Я выходил через проходную батальонного городка, когда увидел на высоком крыльце магазина бывшую воспитательницу своей дочери. Она смотрела прямо на меня, а рядом с ней стоял высокий парень, спортивную фигуру которого я сразу оценил. И оценил его цепкий взгляд. Бывшая воспитательница пошла в другую сторону, а этот парень еще некоторое время постоял, а потом двинулся за мной. Человек явно меня выслеживал. «Ну и пусть выслеживает на свою голову», – подумал я. Я даже специально пошел домой дальней дорогой, через парк, надеясь, что он надумает напасть на меня там, где меньше народу, где уже было темно, и только редкие фонари освещали аллеи. Он шел за мной до самого дома и ускорился только у подъезда, стал нагонять, и я умышленно замедлил шаги и перед тем, как войти в подъезд, даже поставил ногу на скамейку и перевязал на берце шнурок, который был и без того хорошо завязан.
– Капитан… – окликнул меня человек. – Подожди-ка…
Я выпрямился, хотя был готов к тому, что он попытается ударить меня, согнутого, ногой в живот, скорее всего, в область печени. Но он меня не ударил. Я же посчитал это упущенной с его стороны возможностью. Однако дело, как оказалось, было не в том. В парне чувствовалась какая-то напряженность. Склонность к справедливости, что ли. Наверное, «зона» научила его сдержанности. Я уже ранее встречался с подобными проявлениями у бывших зэков и потому не сильно удивился.
Он посмотрел на мои погоны.
– А почему только старший лейтенант? Ты же капитаном был…
Лучше бы он этого не спрашивал.
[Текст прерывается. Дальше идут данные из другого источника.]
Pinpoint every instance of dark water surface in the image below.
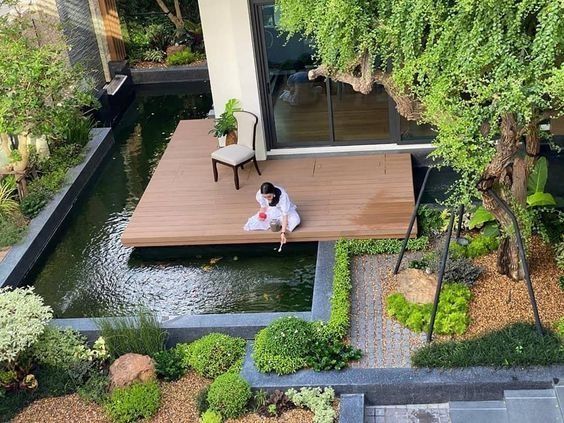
[27,91,317,317]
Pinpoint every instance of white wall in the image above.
[199,0,266,160]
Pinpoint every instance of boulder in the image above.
[397,269,437,304]
[166,44,188,56]
[110,353,157,389]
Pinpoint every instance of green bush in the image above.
[105,381,161,423]
[0,212,26,248]
[417,204,443,236]
[286,388,337,423]
[386,284,472,335]
[200,410,223,423]
[166,49,200,66]
[177,333,246,379]
[153,348,186,382]
[96,311,167,359]
[412,323,564,368]
[253,317,314,375]
[208,373,252,418]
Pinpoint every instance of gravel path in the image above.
[350,253,425,368]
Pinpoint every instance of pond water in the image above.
[26,88,317,317]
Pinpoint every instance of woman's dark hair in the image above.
[260,182,276,194]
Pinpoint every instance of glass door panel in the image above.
[261,5,331,147]
[331,81,390,143]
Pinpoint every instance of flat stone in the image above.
[397,269,437,304]
[110,353,157,389]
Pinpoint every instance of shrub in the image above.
[153,348,186,382]
[431,258,483,286]
[208,373,252,418]
[412,323,564,368]
[105,381,161,423]
[253,317,314,375]
[417,204,443,236]
[554,241,564,270]
[386,284,471,335]
[97,311,167,359]
[0,288,53,364]
[306,337,362,371]
[179,333,246,379]
[286,388,337,423]
[200,410,223,423]
[0,215,26,248]
[166,50,199,66]
[78,372,110,405]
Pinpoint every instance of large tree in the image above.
[277,0,564,279]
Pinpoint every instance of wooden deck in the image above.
[122,120,414,247]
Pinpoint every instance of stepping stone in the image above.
[505,389,564,423]
[449,401,506,423]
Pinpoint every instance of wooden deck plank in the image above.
[122,120,414,247]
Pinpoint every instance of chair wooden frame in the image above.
[212,111,262,190]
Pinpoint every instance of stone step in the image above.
[449,401,509,423]
[504,389,564,423]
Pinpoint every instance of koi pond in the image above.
[26,88,317,318]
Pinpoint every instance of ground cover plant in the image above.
[386,283,472,335]
[412,323,564,368]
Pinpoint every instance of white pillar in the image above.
[199,0,266,160]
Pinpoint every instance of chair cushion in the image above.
[212,144,255,166]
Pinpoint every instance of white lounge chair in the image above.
[211,111,261,189]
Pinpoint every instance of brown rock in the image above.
[166,45,188,56]
[398,269,437,304]
[110,353,156,389]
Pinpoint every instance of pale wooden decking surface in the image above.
[122,120,414,247]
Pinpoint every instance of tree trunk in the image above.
[478,114,528,280]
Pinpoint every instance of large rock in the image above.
[397,269,437,304]
[110,353,156,389]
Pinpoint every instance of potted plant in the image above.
[210,98,241,147]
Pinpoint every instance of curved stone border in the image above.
[130,66,210,85]
[0,128,114,288]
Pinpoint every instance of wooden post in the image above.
[99,0,126,61]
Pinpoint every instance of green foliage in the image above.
[0,288,53,364]
[200,410,223,423]
[96,311,167,359]
[554,241,564,270]
[105,381,161,423]
[153,348,186,382]
[468,206,495,229]
[286,388,337,423]
[208,373,252,418]
[210,98,241,138]
[177,333,246,379]
[386,284,472,335]
[0,214,26,248]
[253,317,313,375]
[306,338,362,372]
[412,323,564,368]
[417,204,443,237]
[166,49,201,66]
[0,19,95,138]
[78,371,110,405]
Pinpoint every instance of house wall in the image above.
[199,0,266,160]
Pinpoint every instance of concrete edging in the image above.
[130,66,210,85]
[0,128,114,288]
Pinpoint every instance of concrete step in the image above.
[504,389,564,423]
[449,401,509,423]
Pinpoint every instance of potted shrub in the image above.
[210,98,241,147]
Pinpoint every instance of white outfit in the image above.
[243,186,300,232]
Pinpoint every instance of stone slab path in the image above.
[350,254,425,368]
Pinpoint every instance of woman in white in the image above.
[244,182,300,244]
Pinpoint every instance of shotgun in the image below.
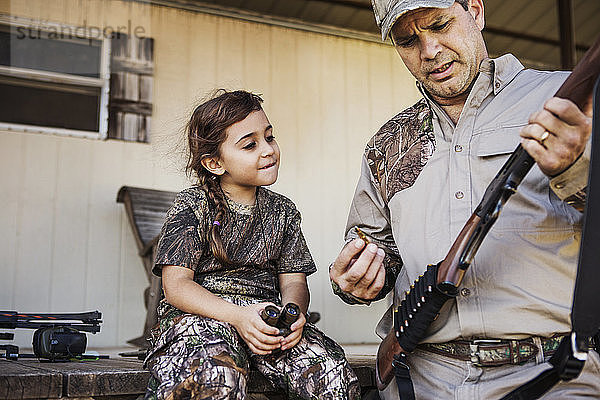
[375,38,600,390]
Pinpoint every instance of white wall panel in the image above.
[0,0,418,346]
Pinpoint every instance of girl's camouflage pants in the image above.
[146,314,360,400]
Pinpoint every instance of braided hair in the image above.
[186,89,263,265]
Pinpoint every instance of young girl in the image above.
[145,91,360,399]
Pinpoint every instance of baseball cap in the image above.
[371,0,454,41]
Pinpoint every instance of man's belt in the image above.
[417,335,565,367]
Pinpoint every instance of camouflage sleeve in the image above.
[152,199,202,276]
[332,157,402,304]
[550,143,591,212]
[277,206,317,275]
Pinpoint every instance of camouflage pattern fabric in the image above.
[144,187,360,400]
[365,99,436,203]
[145,299,360,400]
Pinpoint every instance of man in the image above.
[330,0,600,399]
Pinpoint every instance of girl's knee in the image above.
[159,353,247,400]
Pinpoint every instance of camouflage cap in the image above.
[371,0,454,41]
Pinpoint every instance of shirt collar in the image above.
[488,53,525,95]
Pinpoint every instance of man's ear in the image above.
[469,0,485,31]
[200,157,227,175]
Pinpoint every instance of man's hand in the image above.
[521,97,592,176]
[231,303,283,355]
[329,239,385,300]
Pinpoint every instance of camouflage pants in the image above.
[146,314,360,400]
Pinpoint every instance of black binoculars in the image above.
[260,303,300,336]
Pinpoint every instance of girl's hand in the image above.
[231,303,283,355]
[281,313,306,351]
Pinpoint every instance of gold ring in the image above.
[538,131,550,146]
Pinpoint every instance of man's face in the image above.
[390,0,487,100]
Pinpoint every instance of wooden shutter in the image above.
[108,33,154,142]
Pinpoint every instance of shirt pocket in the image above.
[471,124,525,157]
[471,125,524,186]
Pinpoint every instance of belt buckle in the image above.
[469,339,502,367]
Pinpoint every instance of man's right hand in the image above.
[329,239,385,300]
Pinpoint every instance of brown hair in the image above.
[186,89,263,265]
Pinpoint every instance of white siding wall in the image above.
[0,0,418,346]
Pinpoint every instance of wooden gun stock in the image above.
[375,38,600,390]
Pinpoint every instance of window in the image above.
[0,15,111,138]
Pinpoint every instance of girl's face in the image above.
[214,110,279,194]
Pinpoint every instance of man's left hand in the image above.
[521,97,592,176]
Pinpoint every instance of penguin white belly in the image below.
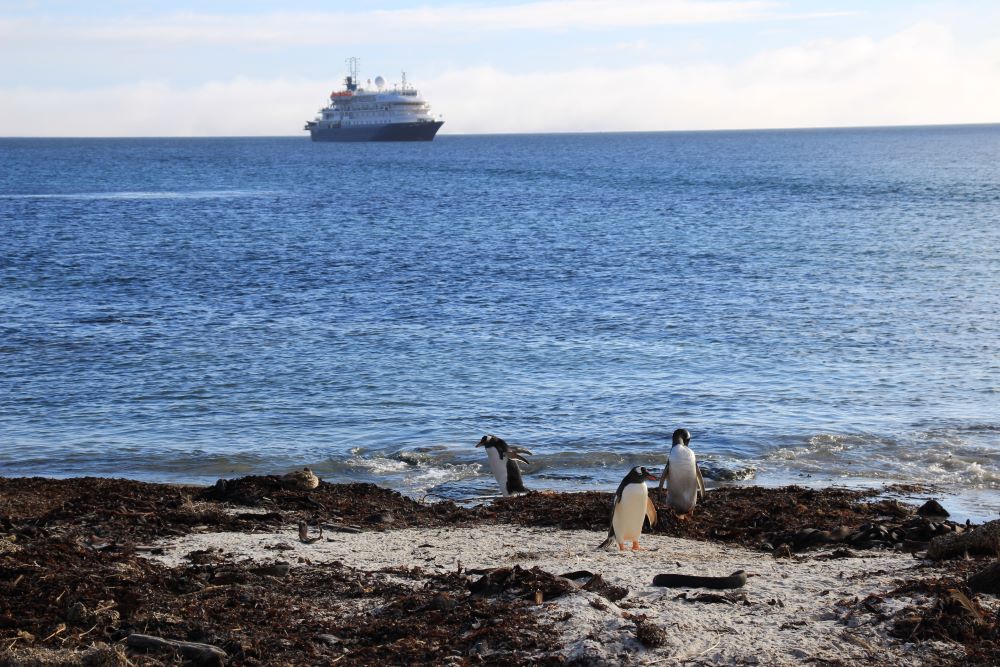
[611,483,649,544]
[486,447,510,496]
[667,446,698,514]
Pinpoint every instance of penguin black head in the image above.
[476,435,531,463]
[476,435,507,454]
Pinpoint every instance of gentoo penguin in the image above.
[657,428,705,519]
[281,468,319,491]
[597,466,656,551]
[476,435,531,496]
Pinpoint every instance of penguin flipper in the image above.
[505,457,528,493]
[656,459,670,491]
[646,498,656,528]
[597,496,618,549]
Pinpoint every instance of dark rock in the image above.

Для него же лучше было бы. А меня вопрос только разозлил. В самом деле, не откровенничать же с человеком, которого совсем не знаешь, не рассказывать же ему произошедшую со мной историю, в которой я сам еще толком не разобрался…
– А тебе какое дело? Ты, вообще, кто такой будешь? – спросил я довольно грубо.
– А вот так со мной разговаривать не надо. Я же к тебе по-хорошему подошел. Просто поговорить об одном деле.
– По-хорошему ты за мной, – я посмотрел на часы, – почти сорок минут идешь? По-хорошему тебе на меня указала бывшая воспитательница детского садика?
– Так ты и это видел… Ну-ну… Но ты сразу много вопросов задал. На какой из них раньше отвечать?
– Начнем сначала. Кто ты такой будешь?
– По национальности я даргинец. Есть такой народ в Дагестане.
– Знаю, слышал… – Я не стал уточнять, что человек, приказ расстрелять которого я якобы отдал, тоже был даргинцем. – Есть такие… Дагестанец, значит… И что?
– И еще я профессиональный боец ММА… – А вот этого ему тем более не следовало говорить. С одной стороны, его слова походили на похвальбу. С другой стороны, получалось, что он меня предупреждал о том, что умеет драться, а я не мог сказать ему, что недавно еще был командиром разведроты спецназа военной разведки и тоже многое умею. Но я выход нашел. Сказал полуправду:
– А я командир взвода разведроты. И, как офицер спецназа военной разведки, тоже кое-чему обучен. И что из того? Что тебе надо, я не очень понял.